With the coffee shop flourishing, Borgmann started to see the need for activities in town in addition to Sinclair Lewis Days.

“I wanted to create events to bring people to town — bring families back by reawakening the history and beauty of Sauk Centre,” she said. “It’s a place where we can walk to the Post Office and to the movie theater.”

Borgmann developed the idea of hosting a cookout contest. In 2009, she, Sue Hartigan and Marilyn Harris attended a judging school in Iowa sponsored by the Kansas City Barbecue Society.

“If we were going to do a cookout contest, we were going to do it right,” Borgmann said. “It’s in its fifth year now.”

The first two years, Grillin’ & Chillin’ was held at the old home school (now Eagle’s Healing Nest) north of Sauk Centre. Then planners thought it would be better in town and it moved to Sinclair Lewis Park.

“The city has been very helpful and supportive of the event, such as putting in more electricity,” said Borgmann. “Sarah Weber has helped pull together vendors.”

In 2012, there were 25 contestants and around 25 vendors. Approximately 750 people attended.

“We’re hoping for 1,000 people this year. We’ll be using the whole east side of the park, and the city gave us a one-day variance to offer beer,” Borgmann said.

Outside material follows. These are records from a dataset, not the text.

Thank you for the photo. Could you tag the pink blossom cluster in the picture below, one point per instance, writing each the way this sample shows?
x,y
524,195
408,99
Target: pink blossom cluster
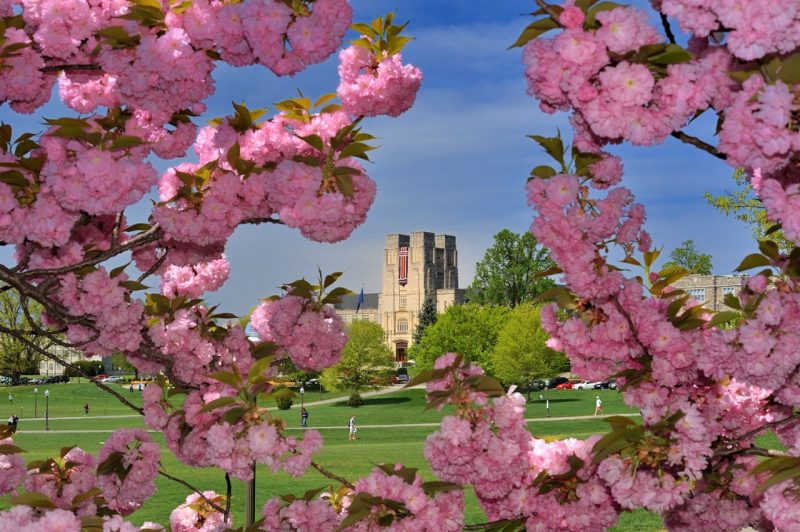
x,y
24,85
372,86
99,296
443,511
487,450
193,281
140,460
196,515
12,470
754,28
312,338
163,74
63,489
210,220
195,354
94,234
301,515
330,216
286,41
43,221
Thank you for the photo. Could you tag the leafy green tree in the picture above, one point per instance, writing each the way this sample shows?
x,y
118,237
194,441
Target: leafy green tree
x,y
521,354
427,317
366,361
508,273
743,205
470,330
687,257
17,358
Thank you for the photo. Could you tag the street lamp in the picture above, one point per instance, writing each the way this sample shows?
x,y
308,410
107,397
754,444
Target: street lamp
x,y
302,393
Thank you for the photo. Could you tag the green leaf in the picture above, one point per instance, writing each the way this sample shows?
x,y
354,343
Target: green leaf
x,y
14,178
126,141
33,499
259,366
315,141
7,448
770,249
133,285
533,30
226,377
754,260
554,146
723,317
419,378
344,183
218,403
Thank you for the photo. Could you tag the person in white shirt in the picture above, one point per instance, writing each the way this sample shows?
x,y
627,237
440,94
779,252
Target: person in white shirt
x,y
353,428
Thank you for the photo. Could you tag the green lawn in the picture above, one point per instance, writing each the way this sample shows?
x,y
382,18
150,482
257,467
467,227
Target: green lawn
x,y
350,459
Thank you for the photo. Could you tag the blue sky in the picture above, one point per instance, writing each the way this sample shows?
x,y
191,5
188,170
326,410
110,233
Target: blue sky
x,y
458,161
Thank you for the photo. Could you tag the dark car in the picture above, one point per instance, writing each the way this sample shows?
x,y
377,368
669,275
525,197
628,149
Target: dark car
x,y
555,381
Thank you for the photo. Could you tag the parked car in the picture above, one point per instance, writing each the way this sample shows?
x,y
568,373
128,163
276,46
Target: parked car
x,y
555,381
586,385
609,384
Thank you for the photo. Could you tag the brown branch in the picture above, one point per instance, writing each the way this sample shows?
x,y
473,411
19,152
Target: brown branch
x,y
341,480
156,265
227,497
258,221
55,309
73,367
196,490
697,143
71,68
151,235
115,231
667,28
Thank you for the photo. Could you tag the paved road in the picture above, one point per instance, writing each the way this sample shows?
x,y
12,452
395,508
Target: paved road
x,y
333,427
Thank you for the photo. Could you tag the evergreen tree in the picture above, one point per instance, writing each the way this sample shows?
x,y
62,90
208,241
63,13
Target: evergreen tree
x,y
427,316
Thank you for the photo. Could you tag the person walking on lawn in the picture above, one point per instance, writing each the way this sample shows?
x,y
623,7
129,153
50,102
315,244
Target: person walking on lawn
x,y
353,428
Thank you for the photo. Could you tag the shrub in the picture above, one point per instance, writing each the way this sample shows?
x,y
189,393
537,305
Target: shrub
x,y
355,401
284,403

Another event Borgmann helped get off the ground is the December tree-lighting ceremony — Christmas In the Park — now in its fourth year.

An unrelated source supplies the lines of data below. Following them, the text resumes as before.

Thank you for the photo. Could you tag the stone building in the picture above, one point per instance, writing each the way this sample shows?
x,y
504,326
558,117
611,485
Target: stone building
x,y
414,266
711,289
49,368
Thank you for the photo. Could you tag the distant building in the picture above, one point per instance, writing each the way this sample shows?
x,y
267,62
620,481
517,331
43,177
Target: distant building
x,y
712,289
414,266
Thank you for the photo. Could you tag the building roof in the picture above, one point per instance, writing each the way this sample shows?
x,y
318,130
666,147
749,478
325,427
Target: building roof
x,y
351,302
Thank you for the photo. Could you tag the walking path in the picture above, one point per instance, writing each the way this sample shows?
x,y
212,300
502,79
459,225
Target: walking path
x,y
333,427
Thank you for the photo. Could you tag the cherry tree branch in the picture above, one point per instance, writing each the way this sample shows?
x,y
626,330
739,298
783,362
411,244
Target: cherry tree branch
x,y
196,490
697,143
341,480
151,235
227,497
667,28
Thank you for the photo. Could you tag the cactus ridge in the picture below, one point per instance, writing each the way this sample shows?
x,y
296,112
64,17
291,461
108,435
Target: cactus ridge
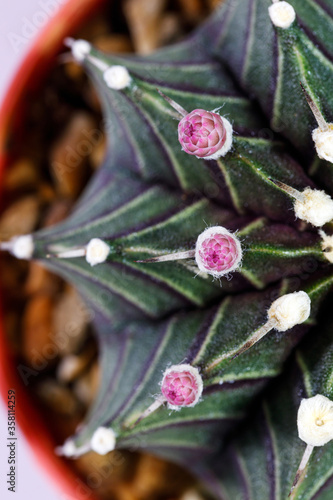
x,y
155,311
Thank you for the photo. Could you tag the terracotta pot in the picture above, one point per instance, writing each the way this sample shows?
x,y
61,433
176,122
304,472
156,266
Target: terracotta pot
x,y
30,77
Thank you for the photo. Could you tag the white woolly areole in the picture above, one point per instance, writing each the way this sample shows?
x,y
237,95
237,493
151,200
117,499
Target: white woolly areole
x,y
327,246
290,310
324,142
195,373
282,14
226,146
315,420
97,251
316,207
103,440
117,77
209,232
80,49
70,450
22,247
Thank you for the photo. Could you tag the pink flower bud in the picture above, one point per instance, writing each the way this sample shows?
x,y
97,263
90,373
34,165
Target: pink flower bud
x,y
205,134
217,252
181,386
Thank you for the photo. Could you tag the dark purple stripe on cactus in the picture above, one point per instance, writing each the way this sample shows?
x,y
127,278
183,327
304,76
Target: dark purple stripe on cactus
x,y
275,76
64,270
245,50
188,423
158,140
316,42
161,284
327,8
190,88
146,224
234,454
117,372
239,384
270,462
202,334
328,483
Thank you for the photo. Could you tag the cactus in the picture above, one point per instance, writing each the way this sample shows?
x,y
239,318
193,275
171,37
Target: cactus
x,y
197,247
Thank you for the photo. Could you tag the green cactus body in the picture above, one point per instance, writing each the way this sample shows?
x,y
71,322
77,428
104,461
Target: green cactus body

“We decided we needed something more for children and families in the winter,” she said. “The Chamber makes up candy bags. There are wagon rides, sleigh rides, bonfires and carol-singing. Businesses sponsor an animated light display.”

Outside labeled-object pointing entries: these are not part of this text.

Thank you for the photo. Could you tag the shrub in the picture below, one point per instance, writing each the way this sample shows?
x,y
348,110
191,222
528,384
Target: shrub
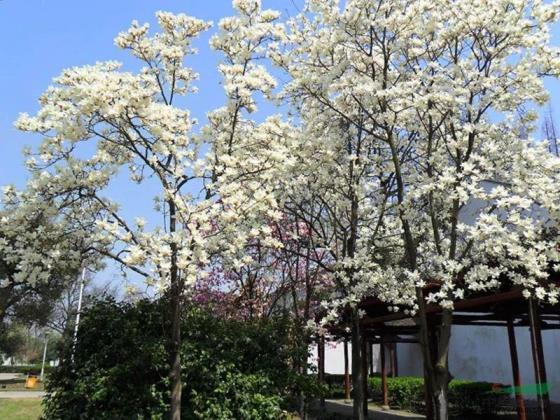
x,y
465,397
405,392
231,369
25,369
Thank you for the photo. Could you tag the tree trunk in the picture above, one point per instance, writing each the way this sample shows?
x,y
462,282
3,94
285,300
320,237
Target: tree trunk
x,y
435,351
357,371
175,356
176,307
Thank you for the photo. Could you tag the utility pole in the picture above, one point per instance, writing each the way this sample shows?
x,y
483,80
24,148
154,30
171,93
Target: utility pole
x,y
78,312
549,131
44,356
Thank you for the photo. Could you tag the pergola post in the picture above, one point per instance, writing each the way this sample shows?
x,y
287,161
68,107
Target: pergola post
x,y
394,362
371,367
346,372
365,344
384,387
520,403
321,365
538,361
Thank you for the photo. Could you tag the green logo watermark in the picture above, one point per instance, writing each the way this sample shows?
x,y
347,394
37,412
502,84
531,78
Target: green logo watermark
x,y
531,389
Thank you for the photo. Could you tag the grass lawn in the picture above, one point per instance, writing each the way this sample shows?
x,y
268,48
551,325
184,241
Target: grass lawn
x,y
22,409
18,384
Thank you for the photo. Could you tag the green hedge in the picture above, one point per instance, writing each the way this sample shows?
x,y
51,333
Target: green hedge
x,y
25,369
465,397
232,369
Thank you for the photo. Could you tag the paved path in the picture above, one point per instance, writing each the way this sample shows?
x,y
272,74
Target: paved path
x,y
343,408
21,394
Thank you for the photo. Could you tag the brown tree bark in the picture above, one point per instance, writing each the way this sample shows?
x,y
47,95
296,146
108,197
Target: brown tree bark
x,y
357,371
176,309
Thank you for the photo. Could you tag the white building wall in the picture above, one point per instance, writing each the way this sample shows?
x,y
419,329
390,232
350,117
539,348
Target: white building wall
x,y
476,353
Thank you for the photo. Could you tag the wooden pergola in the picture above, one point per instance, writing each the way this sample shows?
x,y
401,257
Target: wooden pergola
x,y
506,308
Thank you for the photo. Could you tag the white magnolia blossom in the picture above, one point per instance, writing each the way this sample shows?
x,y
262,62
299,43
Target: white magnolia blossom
x,y
410,145
211,191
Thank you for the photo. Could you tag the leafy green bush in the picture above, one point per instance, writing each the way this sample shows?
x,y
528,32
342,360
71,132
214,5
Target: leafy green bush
x,y
25,369
231,369
465,397
405,392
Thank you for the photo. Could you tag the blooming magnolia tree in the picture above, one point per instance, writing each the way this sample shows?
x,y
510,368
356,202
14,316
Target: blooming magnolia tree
x,y
409,111
42,248
401,164
211,195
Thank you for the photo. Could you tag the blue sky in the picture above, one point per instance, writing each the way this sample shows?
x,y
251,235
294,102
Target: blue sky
x,y
39,38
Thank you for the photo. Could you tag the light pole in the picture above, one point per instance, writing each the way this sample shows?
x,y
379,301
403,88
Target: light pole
x,y
78,312
44,355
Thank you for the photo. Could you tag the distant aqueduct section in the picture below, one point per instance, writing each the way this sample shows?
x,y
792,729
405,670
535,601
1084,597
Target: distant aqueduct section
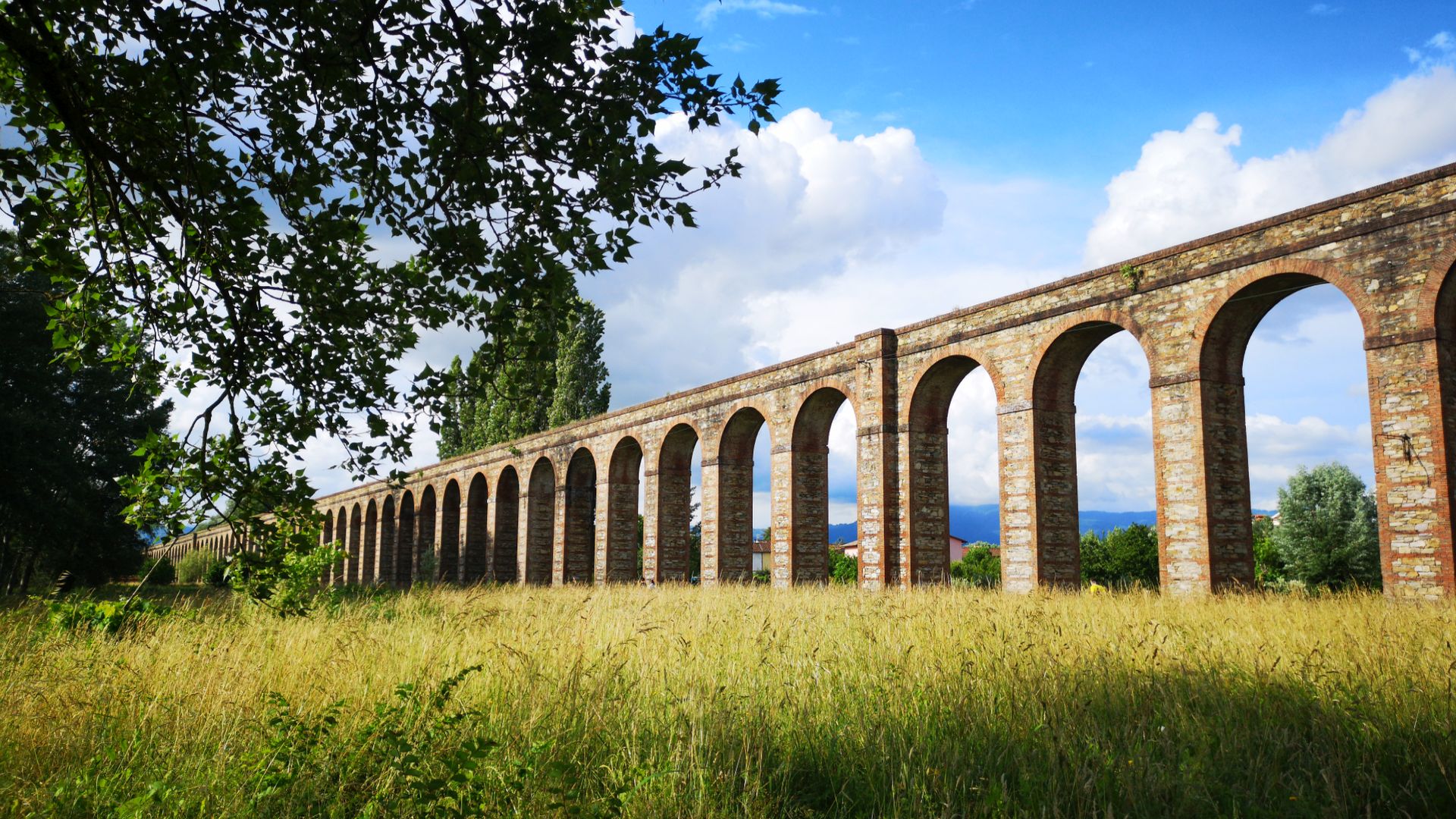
x,y
563,506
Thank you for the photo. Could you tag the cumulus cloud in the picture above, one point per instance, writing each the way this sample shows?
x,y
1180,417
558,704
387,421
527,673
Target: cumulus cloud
x,y
764,9
1188,183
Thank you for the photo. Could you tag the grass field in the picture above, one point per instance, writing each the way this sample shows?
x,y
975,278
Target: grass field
x,y
739,701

Borgmann is a member of the Convention and Visitors Center board and is the current president of the Sauk Centre Area Historical Society.

“If we don’t know where we’ve been, we can hardly know where we’re going,” she said.

She was a strong influence in filling downtown Sauk Centre with hanging flower pots.

“We formed an ad hoc committee — strictly volunteer,” she said. “Leroy Moritz built a water cart and Anita Berg was instrumental in getting the project established. The city waters during the week now, with volunteers watering on weekends. It really brightens up the downtown.”

“We need to create memories,” she said. “I know what this town meant to me growing up and I think it’s important for people to have ties to the community. We should always keep the positive influence of being a thriving small town.”

Grillin’ & Chillin’ is Saturday, Sept. 7 from 10 a.m. – 4 p.m. in Sinclair Lewis Park.